What’s missing? (Who knows what lies in the heart of a machine?)

Despite the fact that these foundational models can be VERY useful, they’re missing something major that prevents them from truly understanding language. How can I say this with confidence?

Abductive Logic is What’s Missing!

It is easy to point out that machines do not (and will not in the near future) have the capacity for abductive logic. Abduction describes an ability that humans have to make an observation Q and conclude that some general principle P must be the reason that Q is true. Notice that this is quite different than deduction and induction. The complexity of the various principles in the world makes abduction very difficult to perform. Sherlock Holmes was a renowned expert in using abduction when he would see, for instance, a wedding ring that was more shiny on the inside than the outside and make the conclusion with no further information that if a person removed the ring frequently it might have that appearance. Machines are not able to make these kinds of intuitive “leaps”. Our current, modern view states that science itself is an example of abduction. We seek hidden principles or causes that we wish to use to actually deduce the observable facts, “Frequently removing a ring might explain why it is shiny and clean on the inside but not the outside”.

There is plenty of research out there telling us that machines can not perform abductive logic. Part of the reason is that in abduction, a likely hypothesis needs to be inferred from a nearly infinite set of explanations. Something in the human brain protects us from getting locked in the infinite loop required to evaluate all these explanations. It is likely to be some mashup of intuition and mental models of rules and value systems that we use to jump to the most likely causes to explain the data. To go deeper, Mindmatters has a great discussion of all these concepts here. They also have a three part series on “The Flawed Logic Behind Thinking Computers”. Part1, Part2, and Part3. There are many more articles out there that explain this gap of machine intelligence including this one from VentureBeat.
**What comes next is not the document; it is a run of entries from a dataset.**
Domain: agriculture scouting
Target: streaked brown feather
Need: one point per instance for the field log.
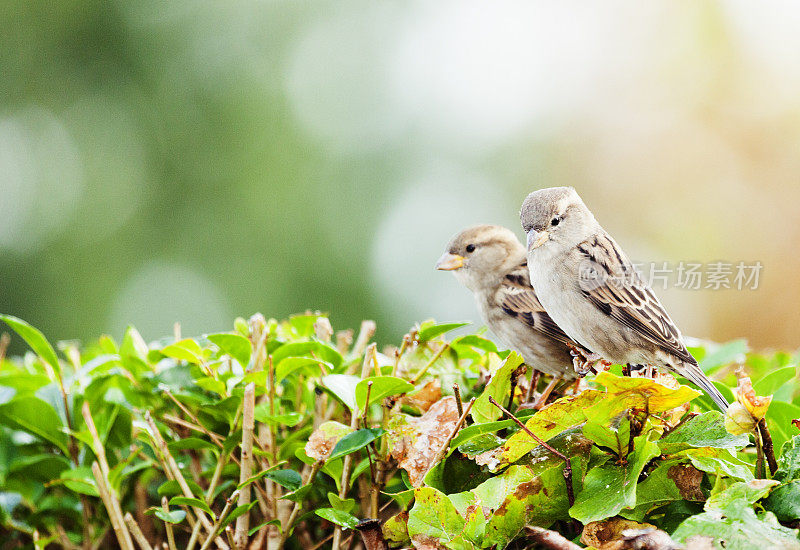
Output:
(622, 294)
(517, 298)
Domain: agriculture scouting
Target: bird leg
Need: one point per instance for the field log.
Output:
(585, 362)
(542, 401)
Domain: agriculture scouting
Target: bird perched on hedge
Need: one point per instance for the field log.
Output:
(590, 288)
(490, 261)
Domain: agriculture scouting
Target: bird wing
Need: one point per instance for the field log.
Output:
(518, 299)
(617, 289)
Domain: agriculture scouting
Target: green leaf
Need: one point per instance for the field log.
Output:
(185, 350)
(343, 386)
(193, 502)
(719, 461)
(498, 388)
(705, 430)
(343, 504)
(309, 365)
(434, 516)
(474, 341)
(34, 339)
(173, 516)
(748, 491)
(355, 441)
(789, 461)
(382, 386)
(81, 480)
(193, 443)
(338, 517)
(428, 331)
(395, 530)
(610, 488)
(235, 345)
(567, 412)
(774, 380)
(737, 527)
(235, 513)
(36, 417)
(784, 501)
(317, 350)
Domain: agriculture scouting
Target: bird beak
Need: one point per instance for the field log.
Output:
(449, 262)
(537, 238)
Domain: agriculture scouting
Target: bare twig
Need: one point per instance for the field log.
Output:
(168, 525)
(287, 528)
(226, 510)
(399, 353)
(365, 334)
(769, 450)
(457, 394)
(169, 464)
(443, 451)
(348, 459)
(567, 464)
(372, 535)
(133, 527)
(246, 470)
(113, 508)
(366, 404)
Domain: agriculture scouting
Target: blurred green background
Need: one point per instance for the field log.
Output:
(194, 161)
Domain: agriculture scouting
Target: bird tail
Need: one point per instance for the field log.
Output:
(696, 375)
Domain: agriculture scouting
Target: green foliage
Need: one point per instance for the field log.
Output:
(337, 434)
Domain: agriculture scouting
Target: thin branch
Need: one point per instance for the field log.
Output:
(133, 527)
(168, 525)
(222, 515)
(246, 470)
(567, 464)
(170, 464)
(769, 450)
(298, 506)
(459, 404)
(112, 507)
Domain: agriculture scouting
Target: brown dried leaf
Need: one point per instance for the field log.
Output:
(607, 534)
(414, 442)
(324, 439)
(423, 398)
(756, 405)
(687, 479)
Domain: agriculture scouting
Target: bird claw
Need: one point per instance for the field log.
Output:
(585, 361)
Abduction and Natural Language

There is a growing body of work that indicates that abductive reasoning is part of the reason why humans can understand language (Neurips Proceedings link). Some of this is due to the need to interpret to decode errors in language. A famous example comes from Don Quixote where Sancho Panza, Don Quixote’s assistant says: “Senor, I have educed my wife to let me go with your worship wherever you choose to take me.” Don Quixote, immediately identifying the improper usage replies, “INDUCED, you would say, Sancho. Not EDUCED.” By our definition of abduction, we can see that here, Don Quixote uses abductive logic when he adopts the hypothesis that “induced” is the intended word given the context and the similarity between the two words. According to Donald Davidson, This kind of abductive interpretation can occur in natural language understanding when:

  1. Applying a hypothesis to understand new names or labels
  2. Revising prior beliefs or interpretations about particular phrases
  3. Altering interpretations of predicates or other grammatical constructs to fit the context

Conclusion

In the light of the growing numbers of applications of Machine Learning, there has been much more discussion of deductive and inductive reasoning than there was even ten years ago. It’s likely you’ve seen some of this.

It does appear, however, that the understanding of abductive logic is lagging. Though there have been efforts to simulate machine abduction, it has still yet to have been accomplished and for legitimate processing tractability reasons is likely not to be accomplished on traditional (not quantum) computing. This severely limits a machine from true natural language understanding, which would be needed by any sentient being to understand language and communicate. This would also apply to chatbots and describes why they are just examples of the Chinese Room (or a human-language-speaking parrot), neither of which demonstrate understanding of the languages emanating from them.